Fazit: Gute Lagerung spart Zeit, Material und Nerven
Richtig gelagertes Filament druckt zuverlässiger, sauberer und gleichmäßiger. Besonders bei PETG, TPU, PVA, ASA und technischen Filamenten lohnt sich eine trockene Lagerung. Aber auch PLA profitiert davon, wenn Rollen nach dem Druck nicht dauerhaft offen herumliegen.
Wenn du regelmäßig druckst, ist eine einfache Filamentbox mit Trockenmittel und Hygrometer eine sehr sinnvolle Ergänzung. Passendes Material für deine Projekte findest du in unseren Kategorien PLA Filament, PETG Filament, ASA Filament und weiteren Filamenten.
Häufige Fragen zur Filament-Lagerung
Muss PLA Filament trocken gelagert werden?
Ja, auch PLA sollte trocken gelagert werden. Es ist zwar vergleichsweise unkompliziert, kann bei langer offener Lagerung aber trotzdem Feuchtigkeit aufnehmen.
Wie merkt man, dass Filament feucht ist?
Typische Anzeichen sind Knistern an der Düse, Bläschen, stärkeres Stringing, raue Oberflächen oder ein ungleichmäßiger Materialfluss.

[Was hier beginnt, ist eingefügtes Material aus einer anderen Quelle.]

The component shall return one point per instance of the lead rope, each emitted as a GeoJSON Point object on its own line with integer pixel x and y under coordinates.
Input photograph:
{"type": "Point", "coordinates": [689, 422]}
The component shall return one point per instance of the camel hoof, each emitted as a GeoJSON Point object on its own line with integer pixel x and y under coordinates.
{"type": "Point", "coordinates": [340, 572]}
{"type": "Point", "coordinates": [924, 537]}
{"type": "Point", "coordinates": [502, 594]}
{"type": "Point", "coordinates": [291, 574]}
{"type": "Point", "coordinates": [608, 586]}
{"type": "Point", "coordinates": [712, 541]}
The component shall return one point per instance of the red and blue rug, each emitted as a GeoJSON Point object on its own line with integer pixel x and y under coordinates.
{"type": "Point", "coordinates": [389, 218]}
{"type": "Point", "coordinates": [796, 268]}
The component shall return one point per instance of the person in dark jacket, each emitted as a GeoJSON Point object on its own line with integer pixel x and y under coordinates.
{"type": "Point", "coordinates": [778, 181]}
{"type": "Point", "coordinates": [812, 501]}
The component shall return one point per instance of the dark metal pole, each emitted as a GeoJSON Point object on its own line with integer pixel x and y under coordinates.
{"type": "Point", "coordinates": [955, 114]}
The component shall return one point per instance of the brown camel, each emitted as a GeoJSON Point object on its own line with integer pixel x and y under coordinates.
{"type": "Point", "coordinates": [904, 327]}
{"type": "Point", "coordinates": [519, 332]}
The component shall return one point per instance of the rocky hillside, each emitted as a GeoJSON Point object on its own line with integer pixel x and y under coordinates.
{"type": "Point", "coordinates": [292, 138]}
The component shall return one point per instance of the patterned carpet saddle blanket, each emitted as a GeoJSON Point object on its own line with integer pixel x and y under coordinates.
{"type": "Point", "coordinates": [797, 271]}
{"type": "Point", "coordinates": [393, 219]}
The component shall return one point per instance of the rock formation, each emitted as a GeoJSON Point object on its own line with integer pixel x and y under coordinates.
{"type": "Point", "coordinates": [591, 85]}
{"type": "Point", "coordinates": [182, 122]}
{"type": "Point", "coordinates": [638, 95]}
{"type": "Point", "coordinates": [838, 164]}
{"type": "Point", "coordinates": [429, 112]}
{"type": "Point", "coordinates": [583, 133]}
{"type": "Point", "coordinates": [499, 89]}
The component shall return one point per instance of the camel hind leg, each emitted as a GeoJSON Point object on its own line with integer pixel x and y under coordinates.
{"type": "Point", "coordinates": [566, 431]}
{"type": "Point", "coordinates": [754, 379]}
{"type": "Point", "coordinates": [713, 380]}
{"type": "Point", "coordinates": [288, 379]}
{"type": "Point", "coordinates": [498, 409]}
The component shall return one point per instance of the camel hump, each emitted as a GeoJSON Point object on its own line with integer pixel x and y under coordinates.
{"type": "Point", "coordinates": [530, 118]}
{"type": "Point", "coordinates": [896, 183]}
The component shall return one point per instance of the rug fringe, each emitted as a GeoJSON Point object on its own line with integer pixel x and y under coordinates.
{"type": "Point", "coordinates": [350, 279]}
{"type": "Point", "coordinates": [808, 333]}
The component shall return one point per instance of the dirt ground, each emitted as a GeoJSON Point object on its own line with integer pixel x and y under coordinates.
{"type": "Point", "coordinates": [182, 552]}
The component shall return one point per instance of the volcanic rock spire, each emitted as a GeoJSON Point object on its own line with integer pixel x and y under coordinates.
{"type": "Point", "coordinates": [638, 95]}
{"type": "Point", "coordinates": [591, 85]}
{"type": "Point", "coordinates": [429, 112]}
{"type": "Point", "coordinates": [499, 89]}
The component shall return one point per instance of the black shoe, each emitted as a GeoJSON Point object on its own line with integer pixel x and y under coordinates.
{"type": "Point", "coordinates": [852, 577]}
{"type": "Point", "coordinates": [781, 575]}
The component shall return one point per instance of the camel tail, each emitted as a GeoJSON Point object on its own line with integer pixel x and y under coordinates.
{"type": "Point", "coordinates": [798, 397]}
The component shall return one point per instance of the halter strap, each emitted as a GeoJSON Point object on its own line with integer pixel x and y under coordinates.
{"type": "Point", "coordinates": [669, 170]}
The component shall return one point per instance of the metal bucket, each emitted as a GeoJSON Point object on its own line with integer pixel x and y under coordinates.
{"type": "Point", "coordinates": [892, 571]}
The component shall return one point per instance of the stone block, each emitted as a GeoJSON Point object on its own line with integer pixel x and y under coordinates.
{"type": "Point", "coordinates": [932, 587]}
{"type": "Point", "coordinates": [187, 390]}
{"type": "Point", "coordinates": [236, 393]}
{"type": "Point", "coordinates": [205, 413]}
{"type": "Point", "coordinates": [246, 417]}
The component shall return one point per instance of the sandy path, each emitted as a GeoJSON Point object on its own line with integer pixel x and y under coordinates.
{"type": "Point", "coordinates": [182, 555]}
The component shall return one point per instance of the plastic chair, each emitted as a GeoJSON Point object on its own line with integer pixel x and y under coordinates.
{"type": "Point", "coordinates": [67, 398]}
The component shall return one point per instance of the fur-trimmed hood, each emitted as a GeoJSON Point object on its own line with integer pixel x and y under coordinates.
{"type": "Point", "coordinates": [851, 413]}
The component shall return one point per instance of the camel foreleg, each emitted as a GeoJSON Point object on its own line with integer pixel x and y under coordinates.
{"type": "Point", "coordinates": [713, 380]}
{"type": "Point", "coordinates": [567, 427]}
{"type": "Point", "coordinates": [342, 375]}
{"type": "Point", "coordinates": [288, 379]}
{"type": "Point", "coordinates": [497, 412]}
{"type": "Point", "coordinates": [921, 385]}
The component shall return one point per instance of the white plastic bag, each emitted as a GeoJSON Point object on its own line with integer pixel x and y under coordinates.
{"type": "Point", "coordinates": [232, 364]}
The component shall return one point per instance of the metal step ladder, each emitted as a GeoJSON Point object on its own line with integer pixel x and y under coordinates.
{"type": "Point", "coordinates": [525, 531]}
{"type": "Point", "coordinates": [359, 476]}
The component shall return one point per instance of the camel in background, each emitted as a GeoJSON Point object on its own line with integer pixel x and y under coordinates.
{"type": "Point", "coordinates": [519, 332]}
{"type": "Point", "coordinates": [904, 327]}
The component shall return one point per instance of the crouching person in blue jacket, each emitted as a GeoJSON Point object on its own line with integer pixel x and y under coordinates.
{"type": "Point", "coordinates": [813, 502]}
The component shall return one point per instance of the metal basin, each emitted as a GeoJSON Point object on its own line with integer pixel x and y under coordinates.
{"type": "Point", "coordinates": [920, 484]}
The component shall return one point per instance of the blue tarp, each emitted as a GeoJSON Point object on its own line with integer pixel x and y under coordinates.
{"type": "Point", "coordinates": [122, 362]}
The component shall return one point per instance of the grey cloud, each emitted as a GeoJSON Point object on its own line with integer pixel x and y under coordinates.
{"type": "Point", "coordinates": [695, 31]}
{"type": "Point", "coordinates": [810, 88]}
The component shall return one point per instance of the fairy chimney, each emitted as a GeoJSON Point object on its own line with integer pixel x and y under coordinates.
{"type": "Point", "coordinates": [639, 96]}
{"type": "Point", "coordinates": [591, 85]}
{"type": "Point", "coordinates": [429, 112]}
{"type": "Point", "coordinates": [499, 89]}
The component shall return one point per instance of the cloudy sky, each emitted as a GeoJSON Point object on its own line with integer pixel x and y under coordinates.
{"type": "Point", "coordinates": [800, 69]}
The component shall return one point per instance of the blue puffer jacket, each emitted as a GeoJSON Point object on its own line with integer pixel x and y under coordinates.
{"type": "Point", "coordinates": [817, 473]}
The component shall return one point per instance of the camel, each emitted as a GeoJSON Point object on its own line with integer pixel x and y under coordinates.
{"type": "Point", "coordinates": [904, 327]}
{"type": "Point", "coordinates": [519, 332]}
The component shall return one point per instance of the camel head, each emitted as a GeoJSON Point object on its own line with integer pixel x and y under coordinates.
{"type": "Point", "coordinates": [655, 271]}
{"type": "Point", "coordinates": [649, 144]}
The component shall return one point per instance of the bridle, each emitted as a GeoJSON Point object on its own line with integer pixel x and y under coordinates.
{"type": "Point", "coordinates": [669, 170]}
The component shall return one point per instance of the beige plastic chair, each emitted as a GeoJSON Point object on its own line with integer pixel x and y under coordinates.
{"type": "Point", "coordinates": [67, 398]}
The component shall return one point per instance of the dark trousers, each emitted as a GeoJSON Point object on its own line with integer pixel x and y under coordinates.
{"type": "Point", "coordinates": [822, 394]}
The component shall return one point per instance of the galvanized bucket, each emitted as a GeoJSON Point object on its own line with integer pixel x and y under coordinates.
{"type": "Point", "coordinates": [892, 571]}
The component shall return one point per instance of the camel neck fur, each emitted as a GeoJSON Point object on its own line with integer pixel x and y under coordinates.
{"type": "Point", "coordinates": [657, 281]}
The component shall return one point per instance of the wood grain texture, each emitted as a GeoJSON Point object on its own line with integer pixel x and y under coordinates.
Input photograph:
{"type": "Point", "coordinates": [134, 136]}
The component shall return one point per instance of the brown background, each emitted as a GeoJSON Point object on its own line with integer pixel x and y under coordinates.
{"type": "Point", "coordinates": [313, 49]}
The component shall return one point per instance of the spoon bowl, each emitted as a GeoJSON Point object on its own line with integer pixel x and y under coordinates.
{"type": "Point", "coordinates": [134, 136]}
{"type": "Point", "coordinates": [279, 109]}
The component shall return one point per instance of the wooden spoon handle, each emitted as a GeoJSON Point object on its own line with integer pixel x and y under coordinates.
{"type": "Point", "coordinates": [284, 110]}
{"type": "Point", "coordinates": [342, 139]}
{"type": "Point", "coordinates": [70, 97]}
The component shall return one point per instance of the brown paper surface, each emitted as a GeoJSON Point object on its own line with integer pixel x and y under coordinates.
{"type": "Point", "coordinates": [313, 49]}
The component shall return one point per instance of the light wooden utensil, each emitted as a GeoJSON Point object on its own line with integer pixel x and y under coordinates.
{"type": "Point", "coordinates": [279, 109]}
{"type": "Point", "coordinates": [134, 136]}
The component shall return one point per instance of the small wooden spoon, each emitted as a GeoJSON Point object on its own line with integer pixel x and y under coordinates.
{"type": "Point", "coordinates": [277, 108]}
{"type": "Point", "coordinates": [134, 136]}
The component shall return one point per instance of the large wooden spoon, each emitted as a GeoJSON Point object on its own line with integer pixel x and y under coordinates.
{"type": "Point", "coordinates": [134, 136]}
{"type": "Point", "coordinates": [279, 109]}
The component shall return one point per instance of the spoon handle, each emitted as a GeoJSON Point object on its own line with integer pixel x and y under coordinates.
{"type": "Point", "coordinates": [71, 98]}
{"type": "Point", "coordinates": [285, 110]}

Reicht die Originalverpackung zur Lagerung?
Solange die Originalverpackung ungeöffnet ist, ist sie meist gut geeignet. Nach dem Öffnen sollte die Rolle wieder luftdicht mit Trockenmittel gelagert werden.
Welche Filamente sind besonders empfindlich gegen Feuchtigkeit?
Besonders empfindlich sind unter anderem PVA, TPU, Nylon sowie viele technische und gefüllte Filamente. PETG kann ebenfalls sichtbar auf Feuchtigkeit reagieren.
Kann man feuchtes Filament wieder retten?
Oft ja. Wenn das Material noch nicht beschädigt ist, kann ein geeigneter Filamenttrockner helfen. Temperatur und Dauer sollten immer zum Material passen.
Sollte man direkt aus einer Trockenbox drucken?
Bei empfindlichen Materialien, langen Drucken oder hoher Luftfeuchtigkeit kann das sinnvoll sein. Für kurze PLA-Drucke ist es meist nicht zwingend nötig.